War einmal ein Mitglied der Familie als Hexe oder
Hexenmeister hingerichtet worden, fiel der Verdacht schnell auf
die verbliebenen Angehörigen. Solidarität, Mitgefühl
oder gar Hilfestellung für angeklagte Familienmitglieder, Ehepartner
oder Kinder findet man nur selten. Bereitwillig dienten dagegen
die nächsten Verwandten als Zeugen der Anklage gegen ihre verdächtigten
Familienmitglieder. Schon aus Selbstschutz blieb angesichts der
monströsen Bedrohung, als Nächster der Hexerei verdächtigt
zu werden, kaum eine andere Wahl, als sich möglichst rasch
von seinen diffamierten Angehörigen zu distanzieren. Ganz nebenbei
waren auf diese Weise auch Vorteile zu gewinnen, konnte man doch
mittels des Hexereiverdachts seinen ungeliebten Ehepartner loswerden
oder aber die Eltern vom Hof vertreiben.
Immer wieder begegnen in den Akten Fälle, wonach
die Nachbarin etwas Mehl, Butter oder Most erbeten hatte oder der
Nachbar ein Werkzeug oder ein Gespann ausleihen wollte. Doch in
Zeiten allgemeiner Not wurden die Vorräte knapper, man achtete
eifersüchtig auf sein Eigentum und solidarische Hilfe wurde
häufig verweigert. Der enttäuschte Bittsteller reagierte
in den meisten Fällen mit manchmal gemurmelten, manchmal lautstarken
Beschimpfungen und Flüchen. Der insgeheim mit einem schlechten
Gewissen belastete, weil wenig mildtätige Nachbar, führte
jedes folgende Missgeschick auf eben diese Verwünschungen zurück
und verdächtigte den Abgewiesenen der Hexerei. Ein ähnlicher
Mechanismus trat in Kraft, wenn ausgeliehene Gegenstände nicht
oder beschädigt zurückgegeben, wenn Geldschulden zu spät
und gar nicht beglichen wurden. Das Konfliktpotential zwischen den
Dorfgenossen stieg ebenfalls erheblich, wenn es Streit um knappe
Lehr- und Arbeitsstellen, um falsche Eheversprechungen, ausgespannte
Bräutigame und gelöste Verlöbnisse ging. Auch hier
waren Verdächtigungen und Hexereibezichtigungen an der Tagesordnung.

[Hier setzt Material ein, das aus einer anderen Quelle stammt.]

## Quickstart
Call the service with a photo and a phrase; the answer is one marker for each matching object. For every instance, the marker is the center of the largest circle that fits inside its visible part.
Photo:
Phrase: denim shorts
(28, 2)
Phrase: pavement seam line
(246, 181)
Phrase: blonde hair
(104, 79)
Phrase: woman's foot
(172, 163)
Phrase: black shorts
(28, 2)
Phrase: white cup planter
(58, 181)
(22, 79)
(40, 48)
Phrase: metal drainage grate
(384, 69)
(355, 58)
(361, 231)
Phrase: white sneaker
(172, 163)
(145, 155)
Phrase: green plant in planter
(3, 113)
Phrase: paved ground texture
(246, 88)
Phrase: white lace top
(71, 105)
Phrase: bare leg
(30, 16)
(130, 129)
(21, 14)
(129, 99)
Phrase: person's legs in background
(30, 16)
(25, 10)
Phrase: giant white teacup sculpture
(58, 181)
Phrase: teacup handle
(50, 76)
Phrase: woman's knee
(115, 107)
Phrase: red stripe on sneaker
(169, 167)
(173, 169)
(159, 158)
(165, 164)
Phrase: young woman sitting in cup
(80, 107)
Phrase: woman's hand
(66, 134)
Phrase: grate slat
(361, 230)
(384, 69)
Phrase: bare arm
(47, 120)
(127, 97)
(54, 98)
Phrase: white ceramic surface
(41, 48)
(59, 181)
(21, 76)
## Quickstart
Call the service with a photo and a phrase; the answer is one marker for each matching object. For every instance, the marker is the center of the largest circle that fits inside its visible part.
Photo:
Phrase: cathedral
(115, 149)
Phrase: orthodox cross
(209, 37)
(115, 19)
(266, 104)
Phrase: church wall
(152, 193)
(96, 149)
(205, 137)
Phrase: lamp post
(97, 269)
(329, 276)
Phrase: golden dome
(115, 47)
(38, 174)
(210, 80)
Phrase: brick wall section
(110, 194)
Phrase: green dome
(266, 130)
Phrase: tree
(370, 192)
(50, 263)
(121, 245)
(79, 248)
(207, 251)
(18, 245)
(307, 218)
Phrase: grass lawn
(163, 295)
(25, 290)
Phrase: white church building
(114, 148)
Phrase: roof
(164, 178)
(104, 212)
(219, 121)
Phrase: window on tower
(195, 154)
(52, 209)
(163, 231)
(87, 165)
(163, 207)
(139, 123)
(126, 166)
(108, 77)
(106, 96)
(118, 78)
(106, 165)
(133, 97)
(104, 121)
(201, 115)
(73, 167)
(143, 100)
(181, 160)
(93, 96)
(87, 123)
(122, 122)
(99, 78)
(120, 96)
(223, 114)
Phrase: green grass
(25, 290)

Ein Ausdruck dieser latent missgünstigen und streitsüchtigen
Stimmung war die Häufigkeit, mit der auch Angehörige der
Nachbarschaft bereitwillig als Zeugen der Anklage dienten. Ohne
Zweifel wurde auch in diesem Kontext der Hexereiverdacht genutzt,
um soziale Konflikte auszutragen, alte Streitigkeiten zu lösen,
Neid und Missgunst freien Lauf zu lassen. Während Verfolgungsgegner
wie Spee oder Meyfarth bereits scharfsinnig diese Motive erkannten,
glaubte der Hexenhasser Jean Bodin ( 1596), dass niemand besser
gegen vermeintliche Hexen aussagen könne als die Nachbarn,
die ja am besten über den Lebenswandel der Verdächtigen
informiert seien.
Hexenprozesse, die gegen Geistliche angestrengt wurden,
resultierten auch nicht selten aus dem Versuch der Gemeindekinder,
einen im Konkubinat lebenden Pfarrer, der überdies seine Aufgaben
als Seelenhirte nur schlecht versah und neben einem skandalösen
Lebenswandel auch noch andere Betrügereien beging, los zu werden.
Genügende Beispiele für diese Form der Nutzung von Hexenprozessen
gibt es in der Eifel, in Luxemburg und auch im Trierer Land.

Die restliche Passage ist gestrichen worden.